En formación, como la que habíamos divisado dos días antes, progresaban los cruceros hacia la puesta del sol, como si hubiera una competición entre los cruceros, entre las navieras. Y en formación cerrada nos acompañaban las nubes.

Las islas se habían relajado y el mar iba tomando un control absoluto. Era su ámbito y no iba a permitir más veleidades que las que le convinieran.

Soplaban los vientos y el frío moderado se iba imponiendo. Me hubiera gustado que fueran vientos propicios, como los que guiaron a nuestros antepasados por estos caminos de agua.
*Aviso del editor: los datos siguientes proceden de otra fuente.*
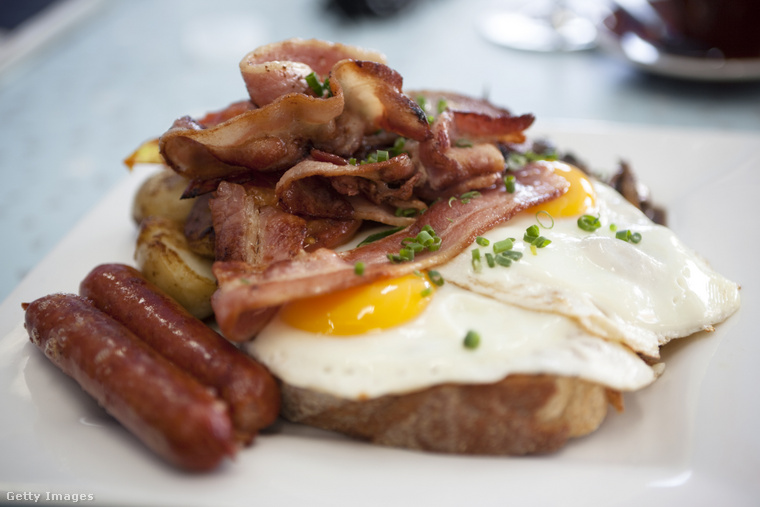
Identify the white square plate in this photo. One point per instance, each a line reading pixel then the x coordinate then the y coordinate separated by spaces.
pixel 689 439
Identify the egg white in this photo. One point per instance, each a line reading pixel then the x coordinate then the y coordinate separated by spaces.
pixel 584 306
pixel 429 350
pixel 642 294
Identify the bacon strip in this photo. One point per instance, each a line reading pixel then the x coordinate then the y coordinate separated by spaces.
pixel 280 68
pixel 366 97
pixel 477 164
pixel 246 291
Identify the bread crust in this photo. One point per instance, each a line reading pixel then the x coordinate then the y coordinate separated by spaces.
pixel 521 414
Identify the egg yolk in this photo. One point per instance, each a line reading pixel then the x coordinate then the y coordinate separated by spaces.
pixel 377 305
pixel 578 199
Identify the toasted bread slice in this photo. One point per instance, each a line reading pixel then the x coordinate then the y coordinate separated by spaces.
pixel 521 414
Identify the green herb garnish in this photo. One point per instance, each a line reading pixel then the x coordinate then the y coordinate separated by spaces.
pixel 471 340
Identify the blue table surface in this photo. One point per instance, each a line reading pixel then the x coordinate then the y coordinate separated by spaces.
pixel 75 106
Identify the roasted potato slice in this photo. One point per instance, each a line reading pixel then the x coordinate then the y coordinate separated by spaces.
pixel 159 195
pixel 163 256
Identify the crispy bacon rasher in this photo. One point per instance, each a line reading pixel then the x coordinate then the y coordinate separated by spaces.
pixel 247 291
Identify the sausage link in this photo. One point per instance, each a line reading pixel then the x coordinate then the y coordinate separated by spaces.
pixel 169 411
pixel 250 390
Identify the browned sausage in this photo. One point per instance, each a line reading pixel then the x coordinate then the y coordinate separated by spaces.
pixel 164 407
pixel 252 393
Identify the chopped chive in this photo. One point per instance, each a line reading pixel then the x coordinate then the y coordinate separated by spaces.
pixel 503 245
pixel 471 340
pixel 627 235
pixel 503 260
pixel 512 254
pixel 535 240
pixel 477 265
pixel 435 277
pixel 589 223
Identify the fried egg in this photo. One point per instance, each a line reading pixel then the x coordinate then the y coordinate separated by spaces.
pixel 584 305
pixel 643 290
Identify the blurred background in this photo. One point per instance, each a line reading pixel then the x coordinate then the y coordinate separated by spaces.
pixel 84 82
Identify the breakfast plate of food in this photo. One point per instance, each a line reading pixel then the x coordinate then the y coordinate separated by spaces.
pixel 370 295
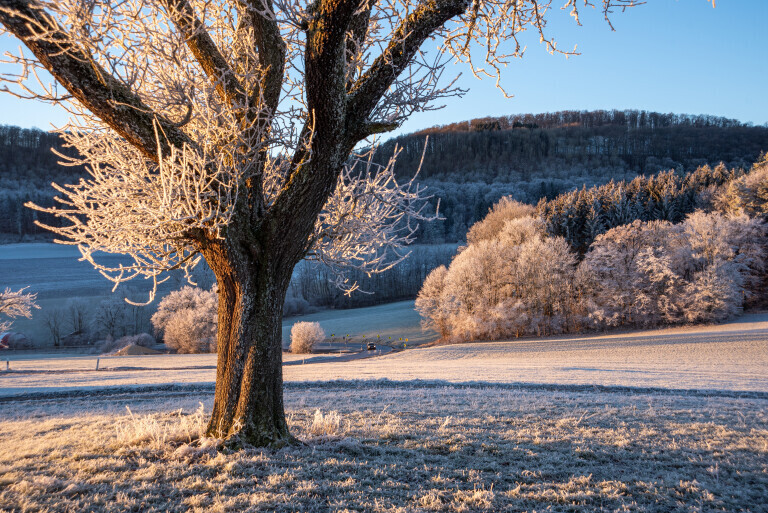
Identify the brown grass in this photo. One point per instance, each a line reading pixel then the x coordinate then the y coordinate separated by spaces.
pixel 395 449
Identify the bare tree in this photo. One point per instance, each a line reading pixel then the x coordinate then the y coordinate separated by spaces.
pixel 224 129
pixel 54 319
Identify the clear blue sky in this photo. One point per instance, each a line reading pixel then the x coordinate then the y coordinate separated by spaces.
pixel 678 56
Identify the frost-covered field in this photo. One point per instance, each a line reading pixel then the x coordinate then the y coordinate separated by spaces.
pixel 732 357
pixel 667 420
pixel 386 447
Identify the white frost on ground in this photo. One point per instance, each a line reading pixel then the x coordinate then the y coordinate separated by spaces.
pixel 393 448
pixel 731 356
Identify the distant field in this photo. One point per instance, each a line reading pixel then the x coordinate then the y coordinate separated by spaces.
pixel 732 357
pixel 385 447
pixel 54 272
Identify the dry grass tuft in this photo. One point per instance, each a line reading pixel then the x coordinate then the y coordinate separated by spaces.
pixel 411 448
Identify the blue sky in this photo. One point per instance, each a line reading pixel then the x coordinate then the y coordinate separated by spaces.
pixel 678 56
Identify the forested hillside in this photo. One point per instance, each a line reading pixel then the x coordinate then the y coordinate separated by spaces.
pixel 469 165
pixel 28 165
pixel 568 143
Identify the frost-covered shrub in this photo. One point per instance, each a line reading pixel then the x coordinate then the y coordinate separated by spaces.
pixel 505 210
pixel 652 273
pixel 187 320
pixel 142 339
pixel 519 281
pixel 524 281
pixel 747 194
pixel 294 303
pixel 304 336
pixel 192 331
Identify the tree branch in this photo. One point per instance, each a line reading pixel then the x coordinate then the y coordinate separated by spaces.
pixel 404 43
pixel 206 52
pixel 88 82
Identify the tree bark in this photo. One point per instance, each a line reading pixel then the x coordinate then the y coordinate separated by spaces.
pixel 248 405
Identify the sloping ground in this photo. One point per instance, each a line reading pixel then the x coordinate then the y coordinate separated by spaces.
pixel 384 447
pixel 732 357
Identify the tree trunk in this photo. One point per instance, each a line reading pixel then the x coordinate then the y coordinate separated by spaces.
pixel 248 405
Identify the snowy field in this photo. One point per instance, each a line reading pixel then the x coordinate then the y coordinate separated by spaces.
pixel 731 356
pixel 384 447
pixel 660 421
pixel 55 274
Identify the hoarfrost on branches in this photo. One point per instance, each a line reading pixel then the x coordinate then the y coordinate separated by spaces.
pixel 16 304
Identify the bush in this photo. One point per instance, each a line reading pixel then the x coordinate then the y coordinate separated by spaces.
pixel 187 319
pixel 142 339
pixel 304 336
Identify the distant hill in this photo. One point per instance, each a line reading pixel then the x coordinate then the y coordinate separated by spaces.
pixel 568 143
pixel 469 165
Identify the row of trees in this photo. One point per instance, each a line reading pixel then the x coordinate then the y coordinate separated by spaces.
pixel 516 277
pixel 467 169
pixel 581 215
pixel 524 147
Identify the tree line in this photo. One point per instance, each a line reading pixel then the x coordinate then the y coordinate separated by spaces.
pixel 520 147
pixel 523 274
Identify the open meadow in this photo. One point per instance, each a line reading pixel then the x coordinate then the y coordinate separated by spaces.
pixel 666 420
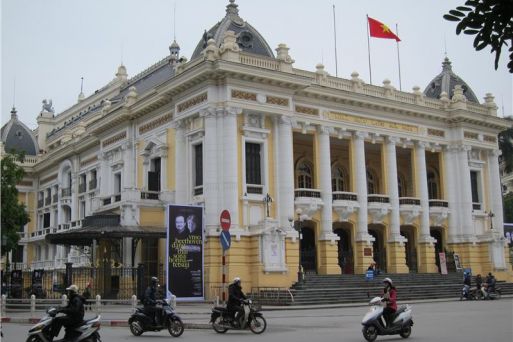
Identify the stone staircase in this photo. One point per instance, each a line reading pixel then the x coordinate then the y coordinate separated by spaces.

No llevábamos velas -Javier afirmaba que el barco se impulsaba por gas natural, muy abundante en Canadá y mucho más ecológico que el diésel- aunque siempre es bueno ir a favor de la corriente, a favor del viento, a favor de las tendencias.



El mar administraba sus artes y dejaba al barco avanzar con fuerza sobria, a una velocidad algo más moderada de la que nos imaginábamos. Quizá no quería perder el hilo de la charla entre el sol y las nubes, o entre las nubes y el horizonte, o entre las olas y las islas difuminadas por la distancia.

Me abstuve de pensar en fuerzas malignas. Nada lo hacía intuir. Al desecharlo de mi mente, las arrojaba al fondo del océano para que fueran insignificantes. Aventuras, y no desventuras, eran lo que adivinaba en aquella primera tarde de crucero.